Wolf: Die Forderung nach einer adäquaten Honorierung unserer Leistungen ist ohne Wenn und Aber richtig. Das AMNOG trifft uns in der von uns vorhergesagten Härte. Der Großhandel reicht seine Belastung an uns weiter. Außerdem haben wir immer noch keine Rechtssicherheit beim Apothekenabschlag für 2009 und 2010. Viele Kolleginnen und Kollegen sind deshalb bereits in einer schwierigen Lage. Noch länger warten konnten wir nicht. An der aktuellen Situation gemessen war es für den Beschluss des ABDA-Gesamtvorstandes höchste Zeit. Auf der anderen Seite brauchen wir aber belastbare Zahlen, mit denen wir unseren Forderungen Nachdruck verleihen können. Berechnungen über die Auswirkungen des AMNOG gibt es zwar schon seit einigen Monaten, doch waren dies Projektionen der ersten Monate 2011 auf das Gesamtjahr. Mittlerweile können wir die Konsequenzen des AMNOG auf die Apotheken jedoch gut belegen. Der Rohertrag in den Apotheken ist 2011 deutlich zurückgegangen. Rund 400 Apotheken werden in diesem Jahr schließen müssen. Unser Honorar ist nicht mehr akzeptabel.
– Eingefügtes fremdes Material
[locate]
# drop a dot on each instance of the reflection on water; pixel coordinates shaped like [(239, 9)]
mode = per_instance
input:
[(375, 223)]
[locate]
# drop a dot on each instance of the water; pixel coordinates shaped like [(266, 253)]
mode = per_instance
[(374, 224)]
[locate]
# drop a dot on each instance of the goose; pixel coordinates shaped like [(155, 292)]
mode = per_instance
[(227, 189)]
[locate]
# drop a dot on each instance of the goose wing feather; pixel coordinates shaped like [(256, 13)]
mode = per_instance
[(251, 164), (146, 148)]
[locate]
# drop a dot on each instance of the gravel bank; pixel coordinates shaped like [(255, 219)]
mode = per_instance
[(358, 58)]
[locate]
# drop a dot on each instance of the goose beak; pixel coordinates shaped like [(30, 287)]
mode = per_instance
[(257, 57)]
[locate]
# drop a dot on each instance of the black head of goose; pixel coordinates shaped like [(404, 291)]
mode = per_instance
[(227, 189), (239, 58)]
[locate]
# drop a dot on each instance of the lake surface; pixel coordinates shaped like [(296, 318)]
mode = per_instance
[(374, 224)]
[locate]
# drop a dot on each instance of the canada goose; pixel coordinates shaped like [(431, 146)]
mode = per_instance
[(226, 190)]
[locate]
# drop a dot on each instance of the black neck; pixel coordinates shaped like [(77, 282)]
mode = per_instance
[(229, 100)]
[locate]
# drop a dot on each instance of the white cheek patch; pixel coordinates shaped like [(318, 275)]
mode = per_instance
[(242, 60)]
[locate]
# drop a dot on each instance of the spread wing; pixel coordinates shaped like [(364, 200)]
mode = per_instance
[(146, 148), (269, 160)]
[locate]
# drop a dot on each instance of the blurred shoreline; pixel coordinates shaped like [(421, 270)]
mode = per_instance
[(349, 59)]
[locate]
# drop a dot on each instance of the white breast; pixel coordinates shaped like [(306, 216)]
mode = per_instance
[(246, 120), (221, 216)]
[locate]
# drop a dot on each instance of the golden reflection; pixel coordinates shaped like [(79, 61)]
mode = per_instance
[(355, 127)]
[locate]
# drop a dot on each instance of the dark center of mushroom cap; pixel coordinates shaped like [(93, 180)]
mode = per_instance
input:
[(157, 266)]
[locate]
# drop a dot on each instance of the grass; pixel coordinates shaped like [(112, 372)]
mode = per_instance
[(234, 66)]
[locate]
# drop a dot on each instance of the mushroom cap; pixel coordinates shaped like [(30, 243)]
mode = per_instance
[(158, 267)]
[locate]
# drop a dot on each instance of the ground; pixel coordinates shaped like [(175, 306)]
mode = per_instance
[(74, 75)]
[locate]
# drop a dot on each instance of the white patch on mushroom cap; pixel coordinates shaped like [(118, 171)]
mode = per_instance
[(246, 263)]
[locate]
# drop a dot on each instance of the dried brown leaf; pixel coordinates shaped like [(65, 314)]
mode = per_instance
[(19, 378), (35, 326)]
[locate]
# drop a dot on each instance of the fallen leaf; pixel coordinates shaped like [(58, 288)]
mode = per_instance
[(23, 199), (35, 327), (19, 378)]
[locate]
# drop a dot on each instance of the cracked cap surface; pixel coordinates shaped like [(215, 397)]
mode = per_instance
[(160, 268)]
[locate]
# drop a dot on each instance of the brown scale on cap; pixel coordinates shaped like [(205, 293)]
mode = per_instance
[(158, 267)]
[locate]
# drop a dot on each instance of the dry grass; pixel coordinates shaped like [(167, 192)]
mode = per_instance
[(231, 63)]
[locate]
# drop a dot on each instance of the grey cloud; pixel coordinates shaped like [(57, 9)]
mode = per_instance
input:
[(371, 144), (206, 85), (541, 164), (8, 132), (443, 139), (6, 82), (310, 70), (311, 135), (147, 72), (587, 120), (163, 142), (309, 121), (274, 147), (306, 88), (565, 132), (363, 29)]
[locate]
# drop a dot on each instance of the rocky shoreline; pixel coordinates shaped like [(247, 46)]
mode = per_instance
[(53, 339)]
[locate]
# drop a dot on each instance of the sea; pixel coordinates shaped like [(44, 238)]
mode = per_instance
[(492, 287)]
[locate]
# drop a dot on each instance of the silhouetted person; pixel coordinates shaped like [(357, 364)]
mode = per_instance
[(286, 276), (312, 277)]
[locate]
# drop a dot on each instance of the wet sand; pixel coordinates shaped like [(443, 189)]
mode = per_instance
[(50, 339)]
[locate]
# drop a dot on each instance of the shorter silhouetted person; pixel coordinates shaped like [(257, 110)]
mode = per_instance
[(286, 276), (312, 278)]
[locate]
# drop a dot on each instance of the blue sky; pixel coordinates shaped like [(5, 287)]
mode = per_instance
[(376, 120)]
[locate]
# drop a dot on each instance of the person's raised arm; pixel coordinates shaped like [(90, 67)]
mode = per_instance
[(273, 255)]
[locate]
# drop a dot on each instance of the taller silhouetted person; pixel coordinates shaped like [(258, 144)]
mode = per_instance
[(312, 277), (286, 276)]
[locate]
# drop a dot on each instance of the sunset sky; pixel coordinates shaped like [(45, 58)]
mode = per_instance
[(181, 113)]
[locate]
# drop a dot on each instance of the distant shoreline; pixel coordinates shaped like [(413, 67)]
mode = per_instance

Ebbe in der Kasse, Die ABDA will gegen die AMNOG-bedingte finanzielle Misere der Apotheker vorgehen.

Fotos: PZ/Archiv


Die Politik hatte von uns verlässliche Zahlen gefordert, jetzt liegen sie auf dem Tisch. Wir wollen ein dickes Brett bohren, das geht nicht ohne solide Vorbereitung. Jetzt werden wir darüber mit der Regierung diskutieren.

 

PZ: An welchen Stellen soll die Honorierung geändert werden? Wofür sollen die Apotheker in Zukunft mehr Geld erhalten?

 

Wolf: An erster Stelle steht die Forderung nach einer Dynamisierung der fixen Vergütung von 8,10 Euro. In der GKV-Versorgung ist unser Stückrohertrag aus dem Fixum seit 2004 konstant. Gleichzeitig steigen aber unsere Sach- und Personalkosten. Das kann kein Betrieb langfristig aushalten.

 

Das Modell der packungsabhängigen Vergütung ist richtig. Es kann aber nicht langfristig funktionieren, wenn die Vergütung statisch ist. Wir brauchen eine flexible und intelligente Lösung. Die Honorierung muss nach festen Kriterien unter Berücksichtigung der Kostensteigerungen angepasst werden.

 

Handlungsbedarf gibt es auch bei der Vergütung unserer Gemeinwohlpflichten. Nacht- und Notdienst sind für die Apotheken ein Zuschussgeschäft, dasselbe gilt für Rezepturen und die Dokumentation bei Betäubungsmitteln (BTM). Heute werden Apotheker dafür bestraft, wenn sie diese Leistungen erbringen. Das darf so nicht bleiben. Wir fordern zumindest Kostendeckung bei den Gemeinwohl­pflichten.

 

Und schließlich muss die Bundesregierung die Belastungen des AMNOG für die Apotheken zum Jahresende auslaufen lassen. Wir haben bereits in einem Jahr so viel Ertrag verloren wie die Bundesregierung für zwei Jahre eingeplant hatte. Ab Anfang 2012 muss der Apothekenabschlag wieder von Deutschen Apothekerverband und GKV-Spitzenverband verhandelt werden. Dabei fordern wir eine gesetzlich fixierte Ausgangsbasis von 1,75 Euro.

 

PZ: Für die Umsetzung des Zukunftskonzeptes von ABDA und KBV haben Apotheker und Ärzte ebenfalls ein Honorar veranschlagt. Ist dies Teil ihrer aktuellen Forderungen oder eine andere Baustelle?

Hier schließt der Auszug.